Recently, the awards saw an additional $2.5 million in funding per year through the new NIH Office of Clinical Research. With the increased funding in 2016, the number of funded Bench-to-Bedside awards increased to 17 projects. 

Projects, which are funded by various NIH offices and institutes, have represented several research categories: AIDS, rare diseases, behavioral and social sciences, minority health and health disparities, women's health, rare diseases drug development, pharmacogenomics and general. 

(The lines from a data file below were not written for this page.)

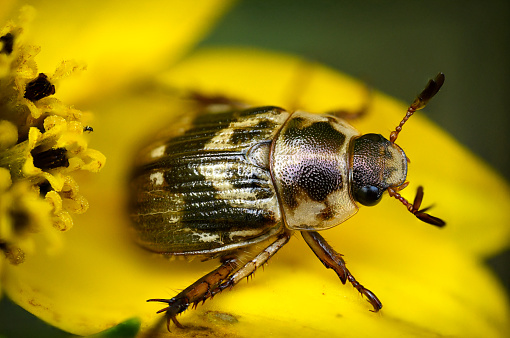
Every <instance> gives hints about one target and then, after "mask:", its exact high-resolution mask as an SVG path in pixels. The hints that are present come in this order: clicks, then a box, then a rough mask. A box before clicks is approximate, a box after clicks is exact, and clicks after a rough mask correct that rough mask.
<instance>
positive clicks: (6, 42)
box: [0, 33, 14, 55]
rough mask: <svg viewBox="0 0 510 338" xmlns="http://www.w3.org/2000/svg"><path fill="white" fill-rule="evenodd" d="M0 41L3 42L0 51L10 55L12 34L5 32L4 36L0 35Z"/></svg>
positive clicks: (0, 41) (11, 48) (12, 38)
mask: <svg viewBox="0 0 510 338" xmlns="http://www.w3.org/2000/svg"><path fill="white" fill-rule="evenodd" d="M0 42H2V44H3V45H2V49H1V50H0V53H1V54H7V55H10V54H11V53H12V49H13V47H14V35H12V34H11V33H7V34H5V35H4V36H2V37H0Z"/></svg>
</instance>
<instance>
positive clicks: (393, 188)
mask: <svg viewBox="0 0 510 338" xmlns="http://www.w3.org/2000/svg"><path fill="white" fill-rule="evenodd" d="M406 186H407V184H406V183H404V184H403V185H402V186H400V187H397V188H388V193H389V194H390V196H391V197H395V198H396V199H398V200H399V201H400V202H401V203H402V204H403V205H405V206H406V207H407V210H409V212H410V213H412V214H413V215H415V216H416V217H418V219H419V220H420V221H423V222H425V223H428V224H432V225H435V226H436V227H439V228H442V227H444V226H445V225H446V222H445V221H443V220H442V219H441V218H438V217H435V216H432V215H430V214H427V213H426V212H425V211H427V210H428V209H429V208H423V209H420V207H421V202H422V201H423V187H422V186H419V187H418V191H417V192H416V196H415V197H414V201H413V203H412V204H411V203H409V202H408V201H407V200H406V199H405V198H404V197H402V196H401V195H400V194H399V193H398V192H399V191H400V190H402V189H404V188H405V187H406Z"/></svg>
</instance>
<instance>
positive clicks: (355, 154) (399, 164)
mask: <svg viewBox="0 0 510 338" xmlns="http://www.w3.org/2000/svg"><path fill="white" fill-rule="evenodd" d="M351 154H352V158H351V168H352V169H351V170H352V171H351V194H352V196H353V197H354V199H355V200H356V201H357V202H358V203H360V204H362V205H367V206H372V205H375V204H377V203H378V202H379V201H380V199H381V197H382V194H383V193H384V191H386V189H388V187H399V186H401V185H402V184H404V182H405V179H406V175H407V157H406V155H405V154H404V151H403V150H402V149H401V148H400V147H399V146H397V145H396V144H394V143H391V142H390V141H388V140H387V139H385V138H384V137H383V136H382V135H379V134H365V135H363V136H361V137H358V138H356V139H355V140H354V141H353V145H352V151H351Z"/></svg>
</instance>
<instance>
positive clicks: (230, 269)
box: [147, 256, 239, 331]
mask: <svg viewBox="0 0 510 338" xmlns="http://www.w3.org/2000/svg"><path fill="white" fill-rule="evenodd" d="M238 265H239V258H238V257H237V256H229V257H224V258H223V259H222V264H221V265H220V266H219V267H218V268H217V269H215V270H213V271H212V272H210V273H208V274H207V275H205V276H203V277H202V278H200V279H199V280H197V281H196V282H195V283H193V284H191V285H190V286H188V287H187V288H186V289H184V290H183V291H181V292H180V293H179V294H178V295H177V296H175V297H173V298H171V299H148V300H147V301H148V302H162V303H167V304H168V306H167V307H165V308H163V309H161V310H159V311H158V313H161V312H165V311H166V316H167V327H168V330H169V331H170V320H171V321H173V322H174V324H175V325H177V326H178V327H180V328H182V325H181V324H180V323H179V322H178V321H177V319H176V316H177V315H178V314H179V313H181V312H183V311H185V310H186V309H187V308H188V306H189V305H190V304H195V305H196V304H198V303H199V302H201V301H205V300H206V299H207V298H209V297H211V296H212V293H211V291H212V290H214V289H216V288H217V287H218V285H220V284H221V282H223V281H224V280H225V279H226V278H227V277H228V276H229V275H230V274H231V273H232V271H234V270H235V269H236V268H237V267H238Z"/></svg>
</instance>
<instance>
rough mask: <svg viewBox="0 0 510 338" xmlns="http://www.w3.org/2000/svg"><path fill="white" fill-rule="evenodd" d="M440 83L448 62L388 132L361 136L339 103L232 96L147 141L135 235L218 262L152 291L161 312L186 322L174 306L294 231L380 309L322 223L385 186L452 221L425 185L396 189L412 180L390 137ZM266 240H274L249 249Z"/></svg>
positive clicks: (392, 195) (389, 194) (426, 103)
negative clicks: (223, 105)
mask: <svg viewBox="0 0 510 338" xmlns="http://www.w3.org/2000/svg"><path fill="white" fill-rule="evenodd" d="M443 82H444V74H442V73H439V74H438V75H437V76H436V77H435V78H434V79H433V80H430V81H429V83H428V84H427V86H426V87H425V89H424V90H423V91H422V92H421V93H420V94H419V95H418V96H417V98H416V99H415V101H414V102H413V103H412V104H411V105H410V107H409V108H408V110H407V113H406V115H405V117H404V118H403V119H402V121H401V122H400V123H399V125H398V126H397V127H396V128H395V130H394V131H392V132H391V134H390V137H389V140H388V139H386V138H384V137H383V136H382V135H379V134H365V135H360V134H359V133H358V132H357V131H356V129H354V128H353V127H352V126H351V125H350V124H349V123H347V122H346V121H345V120H344V119H342V118H340V117H338V116H335V115H334V114H324V115H317V114H310V113H307V112H304V111H295V112H288V111H286V110H284V109H282V108H279V107H274V106H266V107H257V108H250V109H240V108H235V106H234V105H232V106H228V104H227V109H223V110H221V111H219V112H214V113H212V112H208V113H206V112H201V113H197V114H188V115H185V116H183V117H182V118H180V119H179V121H177V122H176V123H175V124H174V125H173V126H171V127H170V128H167V129H166V131H165V132H164V133H163V135H162V136H161V137H159V138H157V139H156V140H155V141H154V142H153V143H151V144H150V145H149V146H147V147H145V148H143V149H142V151H141V152H140V153H139V155H138V157H137V164H136V166H135V170H134V172H133V175H132V179H131V202H130V203H131V205H130V208H131V209H130V215H131V219H132V221H133V222H132V223H133V227H134V229H135V233H136V237H137V241H138V243H139V244H140V245H141V246H142V247H143V248H145V249H148V250H150V251H153V252H157V253H161V254H164V255H167V256H194V255H200V256H203V257H205V259H211V258H219V259H220V262H221V264H220V265H219V267H218V268H216V269H214V270H213V271H212V272H210V273H208V274H206V275H205V276H203V277H202V278H200V279H198V280H197V281H196V282H194V283H193V284H191V285H190V286H189V287H187V288H186V289H184V290H182V291H181V292H180V293H179V294H177V295H176V296H175V297H173V298H171V299H149V300H148V302H162V303H165V304H166V306H165V307H164V308H163V309H161V310H160V311H158V313H161V312H166V316H167V326H168V328H169V326H170V321H172V322H174V323H175V325H177V326H178V327H182V325H181V324H180V323H179V322H178V321H177V319H176V316H177V315H178V314H180V313H181V312H183V311H185V310H186V309H187V308H188V307H189V306H190V305H193V306H196V305H197V304H198V303H199V302H204V301H205V300H206V299H208V298H211V297H212V296H214V295H215V294H217V293H219V292H221V291H223V290H225V289H227V288H231V287H233V286H234V285H236V284H237V283H238V282H239V281H240V280H242V279H243V278H245V277H249V276H250V275H252V274H253V273H254V271H255V270H256V269H257V268H259V267H260V266H262V265H263V264H264V263H266V262H267V261H268V260H269V259H270V258H271V257H272V256H273V255H274V254H275V253H276V252H277V251H278V250H279V249H280V248H281V247H283V246H284V245H285V244H286V243H287V242H288V241H289V239H290V237H291V234H292V233H293V232H294V231H300V233H301V235H302V237H303V238H304V240H305V242H306V243H307V244H308V246H309V247H310V248H311V249H312V251H313V252H314V253H315V255H316V256H317V257H318V258H319V260H320V261H321V262H322V263H323V264H324V266H325V267H326V268H330V269H333V270H334V271H335V272H336V273H337V275H338V276H339V278H340V280H341V282H342V283H343V284H345V283H346V282H347V281H349V282H350V283H351V284H352V285H353V287H355V288H356V289H357V290H358V291H359V292H360V293H361V294H362V295H363V296H365V297H366V298H367V300H368V301H369V302H370V304H371V305H372V307H373V311H374V312H377V311H379V310H380V309H381V308H382V303H381V302H380V301H379V299H378V298H377V297H376V296H375V294H374V293H373V292H371V291H370V290H369V289H367V288H365V287H364V286H363V285H361V284H360V283H359V282H358V281H357V280H356V279H355V278H354V277H353V275H352V274H351V273H350V271H349V270H348V269H347V267H346V265H345V261H344V260H343V258H342V255H341V254H339V253H337V252H336V251H335V250H334V249H333V248H332V247H331V246H330V245H329V244H328V243H327V241H326V240H325V239H324V238H323V237H322V236H321V235H320V234H319V233H318V231H320V230H325V229H329V228H331V227H334V226H336V225H338V224H340V223H342V222H344V221H345V220H347V219H348V218H350V217H351V216H353V215H354V214H355V213H356V212H357V210H358V204H361V205H365V206H372V205H375V204H377V203H378V202H379V201H380V199H381V197H382V195H383V193H384V192H385V191H387V192H388V194H389V195H390V196H392V197H394V198H396V199H398V200H399V201H400V202H401V203H402V204H404V206H405V207H406V208H407V209H408V210H409V211H410V212H411V213H412V214H414V215H415V216H416V217H418V218H419V219H420V220H422V221H424V222H426V223H429V224H432V225H435V226H437V227H442V226H444V225H445V222H444V221H443V220H441V219H440V218H437V217H434V216H431V215H429V214H428V213H426V212H425V211H426V209H420V205H421V202H422V199H423V188H422V187H419V188H418V191H417V194H416V197H415V200H414V202H413V203H410V202H408V201H407V200H406V199H405V198H404V197H402V196H401V195H400V193H399V191H400V190H402V189H403V188H405V187H406V186H407V185H408V182H406V175H407V164H408V159H407V157H406V155H405V153H404V151H403V150H402V148H400V147H399V146H398V145H397V144H396V143H395V141H396V140H397V137H398V135H399V133H400V132H401V130H402V127H403V126H404V124H405V123H406V122H407V120H408V119H409V118H410V117H411V116H412V115H413V113H414V112H415V111H417V110H419V109H422V108H424V107H425V105H426V104H427V103H428V101H429V100H430V99H431V98H432V97H433V96H434V95H435V94H436V93H437V92H438V91H439V89H440V88H441V86H442V85H443ZM218 101H221V100H218ZM222 103H225V102H222ZM227 103H228V102H227ZM263 241H268V242H270V244H269V245H268V246H266V247H265V248H264V249H263V250H262V251H260V252H259V253H256V254H254V255H253V256H251V257H249V258H248V259H246V257H242V256H243V254H244V253H245V252H246V249H247V248H250V247H252V246H253V245H254V244H256V243H260V242H263Z"/></svg>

The 2016 projects encompass a range of research areas such as:

  • Intervention to correct mitochondrial function in Cockayne Syndrome
  • Defining skin immunity at the bite site of key insect vectors in humans
  • Peptidomic diagnosis and monitoring of mycobacterial infection in HIV/AIDS
  • Study of combination HIV-specific antibodies in infected individuals
  • Prostate cancer screening enabled by low-cost ultrasound

Projects funded by the program unite researchers from different NIH centers and institutes and allows these intramural researchers to collaborate with extramural researchers.

Statistics:

  • Since 1999, when the program began, 253 projects have been awarded nearly $60 million, funding the research of about 900 investigators. 
  • Today over 95% of awards involve extramural partners, including international collaborators. 

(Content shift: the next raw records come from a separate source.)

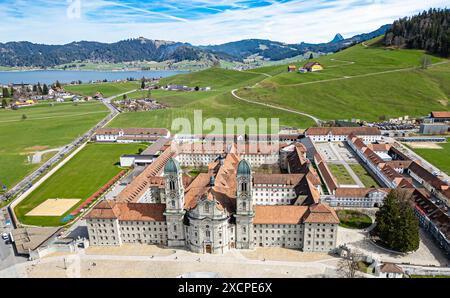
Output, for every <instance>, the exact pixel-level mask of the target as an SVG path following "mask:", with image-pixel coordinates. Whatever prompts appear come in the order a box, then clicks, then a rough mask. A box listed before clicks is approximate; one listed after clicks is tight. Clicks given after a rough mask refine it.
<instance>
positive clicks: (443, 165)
mask: <svg viewBox="0 0 450 298" xmlns="http://www.w3.org/2000/svg"><path fill="white" fill-rule="evenodd" d="M438 145H439V147H442V149H413V148H412V150H413V151H414V152H416V153H417V154H419V155H420V156H422V157H423V158H425V160H427V161H428V162H430V163H431V164H433V165H434V166H436V167H438V168H439V169H440V170H441V171H443V172H445V173H447V175H450V143H443V144H441V143H439V144H438Z"/></svg>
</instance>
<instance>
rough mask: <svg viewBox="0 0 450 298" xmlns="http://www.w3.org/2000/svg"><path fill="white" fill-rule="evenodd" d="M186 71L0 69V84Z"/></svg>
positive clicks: (132, 76)
mask: <svg viewBox="0 0 450 298" xmlns="http://www.w3.org/2000/svg"><path fill="white" fill-rule="evenodd" d="M181 73H187V71H174V70H160V71H159V70H157V71H150V70H149V71H73V70H72V71H71V70H36V71H0V83H1V84H11V83H14V84H20V83H24V84H37V83H38V82H40V83H41V84H53V83H55V82H56V81H57V80H58V81H59V82H61V83H70V82H73V81H79V80H81V81H82V82H83V83H88V82H90V81H97V80H104V79H107V80H108V81H113V80H124V79H127V78H135V79H140V78H142V77H146V78H160V77H163V78H165V77H170V76H173V75H177V74H181Z"/></svg>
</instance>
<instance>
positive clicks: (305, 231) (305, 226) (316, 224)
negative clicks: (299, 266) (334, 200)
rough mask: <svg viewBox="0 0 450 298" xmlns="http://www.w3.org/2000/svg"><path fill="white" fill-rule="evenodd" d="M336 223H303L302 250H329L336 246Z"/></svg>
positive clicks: (322, 251)
mask: <svg viewBox="0 0 450 298" xmlns="http://www.w3.org/2000/svg"><path fill="white" fill-rule="evenodd" d="M337 226H338V225H337V224H316V223H305V224H304V227H303V228H304V237H303V239H304V241H303V251H307V252H329V251H331V250H332V249H334V248H336V238H337Z"/></svg>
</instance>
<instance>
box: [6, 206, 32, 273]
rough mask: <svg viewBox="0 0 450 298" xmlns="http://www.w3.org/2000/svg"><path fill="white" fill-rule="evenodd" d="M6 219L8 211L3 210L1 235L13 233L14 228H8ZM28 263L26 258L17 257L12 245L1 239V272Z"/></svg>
mask: <svg viewBox="0 0 450 298" xmlns="http://www.w3.org/2000/svg"><path fill="white" fill-rule="evenodd" d="M6 218H7V210H6V208H3V209H1V210H0V234H3V233H10V232H11V229H12V226H6V222H5V221H6ZM26 261H27V259H26V258H23V257H16V256H15V254H14V248H13V245H12V244H6V243H5V241H4V240H3V239H0V271H1V270H4V269H6V268H9V267H11V266H13V265H15V264H20V263H23V262H26Z"/></svg>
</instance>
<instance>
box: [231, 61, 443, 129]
mask: <svg viewBox="0 0 450 298" xmlns="http://www.w3.org/2000/svg"><path fill="white" fill-rule="evenodd" d="M336 61H337V60H336ZM343 62H344V61H343ZM345 62H347V63H349V64H355V63H356V62H352V61H345ZM447 63H450V61H442V62H438V63H434V64H431V65H430V66H429V67H433V66H437V65H442V64H447ZM416 69H418V67H409V68H400V69H394V70H386V71H380V72H373V73H366V74H361V75H354V76H344V77H339V78H334V79H327V80H319V81H313V82H304V83H297V84H287V85H279V86H280V87H291V86H304V85H313V84H323V83H327V82H335V81H342V80H350V79H355V78H364V77H371V76H377V75H382V74H389V73H397V72H404V71H411V70H416ZM258 74H260V75H266V76H269V77H272V76H270V75H269V74H263V73H258ZM258 84H259V83H256V84H255V86H253V87H251V88H254V87H256V86H257V85H258ZM238 90H239V89H234V90H232V91H231V94H232V95H233V97H234V98H236V99H238V100H241V101H245V102H248V103H252V104H257V105H261V106H265V107H269V108H273V109H277V110H281V111H286V112H289V113H294V114H298V115H302V116H305V117H308V118H310V119H312V120H314V122H316V124H320V123H321V120H320V119H319V118H317V117H315V116H313V115H311V114H308V113H305V112H300V111H296V110H293V109H289V108H283V107H278V106H275V105H271V104H267V103H263V102H258V101H253V100H250V99H246V98H242V97H240V96H238V95H237V94H236V92H237V91H238Z"/></svg>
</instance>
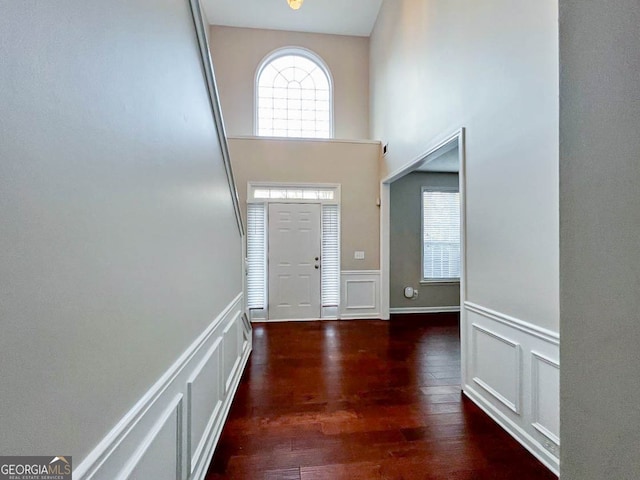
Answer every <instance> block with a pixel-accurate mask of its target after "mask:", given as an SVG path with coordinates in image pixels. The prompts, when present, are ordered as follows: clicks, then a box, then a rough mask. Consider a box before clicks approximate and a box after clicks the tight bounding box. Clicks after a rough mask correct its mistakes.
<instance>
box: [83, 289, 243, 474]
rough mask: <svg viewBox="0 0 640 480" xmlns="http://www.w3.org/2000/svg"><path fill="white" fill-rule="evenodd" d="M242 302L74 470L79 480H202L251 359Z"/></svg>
mask: <svg viewBox="0 0 640 480" xmlns="http://www.w3.org/2000/svg"><path fill="white" fill-rule="evenodd" d="M242 305H243V297H242V294H240V295H238V296H237V297H236V298H235V299H234V300H233V301H232V302H231V303H230V304H229V305H228V306H227V307H226V308H225V309H224V311H223V312H221V313H220V315H218V317H217V318H216V319H215V320H214V321H213V322H212V323H211V325H209V327H207V329H206V330H205V331H204V332H203V333H202V334H201V335H200V336H199V337H198V338H197V339H196V340H195V341H194V342H193V344H191V345H190V346H189V348H188V349H187V350H186V351H185V352H184V353H183V354H182V355H181V356H180V358H179V359H178V360H177V361H176V362H175V363H174V364H173V365H172V366H171V368H169V369H168V370H167V371H166V372H165V374H164V375H163V376H162V377H161V378H160V379H159V380H158V381H157V382H156V384H155V385H154V386H153V387H151V389H150V390H149V391H148V392H147V393H146V394H145V395H144V396H143V397H142V398H141V399H140V400H139V401H138V403H136V404H135V406H133V408H132V409H131V410H130V411H129V412H128V413H127V414H126V415H125V416H124V417H123V418H122V419H121V420H120V422H119V423H118V424H117V425H116V426H115V427H114V428H113V429H112V430H111V432H109V434H108V435H107V436H106V437H105V438H104V439H103V440H102V441H101V442H100V443H99V444H98V446H96V448H94V450H93V451H92V452H91V453H90V454H89V455H88V456H87V458H85V459H84V460H83V461H82V463H80V465H78V467H77V468H76V469H75V470H74V471H73V478H74V479H76V480H89V479H91V480H102V479H105V480H114V479H117V480H120V479H132V480H133V479H140V480H146V479H151V478H153V479H154V480H155V479H159V480H162V479H167V480H169V479H171V480H175V479H180V480H187V479H189V480H202V479H203V478H204V475H205V473H206V471H207V467H208V465H209V462H210V461H211V457H212V455H213V450H214V448H215V445H216V443H217V441H218V439H219V437H220V434H221V432H222V427H223V425H224V422H225V420H226V417H227V414H228V412H229V408H230V407H231V401H232V400H233V396H234V395H235V392H236V390H237V387H238V383H239V382H240V377H241V375H242V371H243V370H244V366H245V365H246V362H247V360H248V358H249V354H250V353H251V326H250V324H249V322H248V321H247V320H246V318H245V317H244V315H243V306H242Z"/></svg>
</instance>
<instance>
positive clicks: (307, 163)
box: [229, 138, 380, 270]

Scientific Advancements: Projects funded by Bench-to-Bedside have led to numerous advances in understanding, diagnosing and treating diseases. 

  • An award to Dr. Ira Pastan in the National Cancer Institute in 1999 on epithelial cancers led to strategies for therapeutic immune radiotherapy by delivering radioactivity directed specifically to tumors. 
  • A 2007 award to Dr. Alexandra Freeman, in the National Institute of Allergy and Infectious Diseases, on the role of STAT 3 in cardiovascular disease resulted in treatment strategies using Angiotensin II receptor antagonists (AT1) in Hyper-IgE Syndrome (HIES) patients with aneurysms. 
  • In 2010 and 2011 two awards to Dr. Forbes Porter in NICHD laid the groundwork for a Phase I clinical trial to evaluate the safety and effectiveness of cyclodextrin as therapy for Niemann-Pick disease type C1. Preliminarily findings from those studies lead to current studies evaluating Vorinostat for treatment of this disease. 

* Application dates have changed since the print CC News hit the stands. Please follow the deadlines listed in this article.